Pada tiga bulan pertama tahun ini, perusahaan masih membukukan laba bersih di tengah melambatnya laju produksi. Meski masih membukukan keuntungan, namun laba Freeport-McMoran turun tajam dibandingkan periode yang sama tahun lalu.
Mengutip Mining.com, Sabtu (22/4), perusahaan melaporkan laba bersih yang diatribusikan kepada pemegang saham sebesar US$ 663 juta, atau Rp 9,9 triliun (asumsi kurs Rp 14.936 per US$).
Pencapaian ini turun 56,66% dibandingkan dengan periode yang sama tahun sebelumnya, di mana Freeport mencatatkan laba sebesar US$ 1,53 miliar.

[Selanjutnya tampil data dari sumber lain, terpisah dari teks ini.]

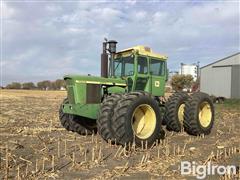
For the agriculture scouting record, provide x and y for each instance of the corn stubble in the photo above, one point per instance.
(35, 146)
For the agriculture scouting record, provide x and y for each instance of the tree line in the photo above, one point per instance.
(42, 85)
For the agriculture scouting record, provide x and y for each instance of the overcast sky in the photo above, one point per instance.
(45, 40)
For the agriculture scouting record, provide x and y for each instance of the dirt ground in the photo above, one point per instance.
(33, 145)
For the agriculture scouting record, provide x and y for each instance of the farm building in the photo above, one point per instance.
(222, 78)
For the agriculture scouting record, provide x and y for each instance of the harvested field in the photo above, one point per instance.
(34, 145)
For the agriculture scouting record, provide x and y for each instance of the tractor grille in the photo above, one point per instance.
(93, 94)
(70, 92)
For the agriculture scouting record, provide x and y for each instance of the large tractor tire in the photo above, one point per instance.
(104, 121)
(74, 123)
(174, 114)
(199, 114)
(137, 117)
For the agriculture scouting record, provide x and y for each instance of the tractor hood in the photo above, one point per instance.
(95, 80)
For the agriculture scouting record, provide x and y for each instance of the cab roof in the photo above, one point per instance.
(143, 50)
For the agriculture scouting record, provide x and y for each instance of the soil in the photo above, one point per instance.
(33, 145)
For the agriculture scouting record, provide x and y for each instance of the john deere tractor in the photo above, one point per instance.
(127, 104)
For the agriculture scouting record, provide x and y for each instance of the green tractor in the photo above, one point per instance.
(126, 104)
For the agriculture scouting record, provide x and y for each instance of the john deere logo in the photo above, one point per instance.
(157, 83)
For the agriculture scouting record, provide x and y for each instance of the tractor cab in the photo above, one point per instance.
(142, 69)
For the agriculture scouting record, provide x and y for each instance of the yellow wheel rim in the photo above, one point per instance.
(144, 121)
(205, 114)
(181, 113)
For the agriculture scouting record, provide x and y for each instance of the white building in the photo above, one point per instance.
(222, 77)
(189, 69)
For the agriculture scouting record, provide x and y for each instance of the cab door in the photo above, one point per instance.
(142, 74)
(158, 76)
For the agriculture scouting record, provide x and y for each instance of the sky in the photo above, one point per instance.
(44, 40)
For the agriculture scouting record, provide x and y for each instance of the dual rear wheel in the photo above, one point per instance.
(132, 117)
(194, 114)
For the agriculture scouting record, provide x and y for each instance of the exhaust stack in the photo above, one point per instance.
(109, 46)
(104, 61)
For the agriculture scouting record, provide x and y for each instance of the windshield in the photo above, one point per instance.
(124, 66)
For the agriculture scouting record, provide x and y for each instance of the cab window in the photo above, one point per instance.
(157, 67)
(142, 65)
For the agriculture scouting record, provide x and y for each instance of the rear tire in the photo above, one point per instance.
(137, 116)
(104, 121)
(199, 114)
(74, 123)
(174, 115)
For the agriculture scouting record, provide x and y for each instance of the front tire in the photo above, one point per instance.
(104, 121)
(199, 114)
(174, 115)
(74, 123)
(137, 117)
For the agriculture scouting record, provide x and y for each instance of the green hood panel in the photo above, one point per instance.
(95, 80)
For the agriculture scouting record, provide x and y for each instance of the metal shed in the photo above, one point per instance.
(222, 78)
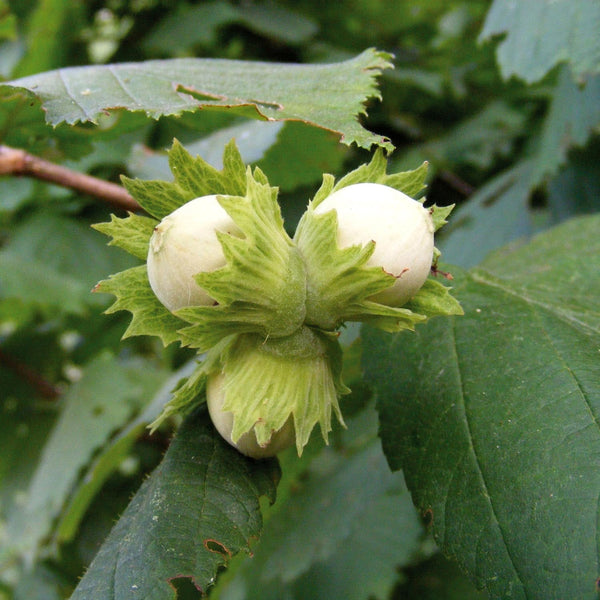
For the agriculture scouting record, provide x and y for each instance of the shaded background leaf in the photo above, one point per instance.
(542, 33)
(199, 508)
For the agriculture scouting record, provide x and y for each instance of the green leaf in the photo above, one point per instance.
(97, 405)
(8, 22)
(35, 284)
(494, 416)
(190, 26)
(199, 508)
(114, 451)
(330, 96)
(300, 155)
(495, 215)
(135, 295)
(353, 524)
(542, 33)
(574, 115)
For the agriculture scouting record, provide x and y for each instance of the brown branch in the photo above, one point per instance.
(43, 387)
(18, 162)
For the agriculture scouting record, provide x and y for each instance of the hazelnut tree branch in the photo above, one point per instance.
(14, 161)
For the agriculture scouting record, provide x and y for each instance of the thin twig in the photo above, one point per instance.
(43, 387)
(18, 162)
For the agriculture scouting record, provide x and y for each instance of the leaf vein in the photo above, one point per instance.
(476, 459)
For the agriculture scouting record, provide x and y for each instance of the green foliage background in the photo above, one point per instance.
(471, 455)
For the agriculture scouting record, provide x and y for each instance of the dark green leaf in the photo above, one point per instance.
(495, 215)
(542, 33)
(494, 416)
(328, 96)
(199, 24)
(40, 286)
(96, 406)
(199, 508)
(113, 452)
(353, 524)
(572, 118)
(8, 22)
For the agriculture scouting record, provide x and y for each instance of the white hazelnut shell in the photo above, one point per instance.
(184, 244)
(402, 229)
(246, 444)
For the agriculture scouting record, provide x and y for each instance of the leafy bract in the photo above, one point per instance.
(330, 96)
(353, 525)
(542, 33)
(494, 416)
(199, 508)
(339, 284)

Sepanjang kuartal pertama, produksi Freeport-McMoRan secara global memang turun, ditambah lagi harga komoditas tambang tercatat rendah di tengah tanda-tanda perlambatan ekonomi.
Pada Februari lalu, perusahaan terpaksa menghentikan operasi di tambang Grasberg, yang dioperasikan oleh anak usahanya PT Freeport Indonesia,, selama lebih dari dua minggu setelah tambang dilanda banjir.
Ini membuat produksi tembaga perusahaan pada kuartal tersebut turun menjadi 965 juta pound dari 1,01 miliar pound setahun sebelumnya. Sementara, realisasi harga tembaga rata-rata berada di level US$ 4,11 per pon pada kuartal I-2023, dibandingkan dengan US$ 4,66 setahun sebelumnya.
Harga tembaga yang lebih rendah sekitar 10% selama kuartal pertama, dibandingkan dengan tahun sebelumnya, disebabkan oleh pemulihan ekonomi China yang lebih lambat dari perkiraan.
Lambannya pemulihan ekonomi di China selaku konsumen utama ini, ditambah dengan tanda-tanda perlambatan kegiatan ekonomi global, menekan harga komoditas tembaga. Pada akhirnya, faktor-faktor ini membuat laba Freeport-McMoRan turun tajam.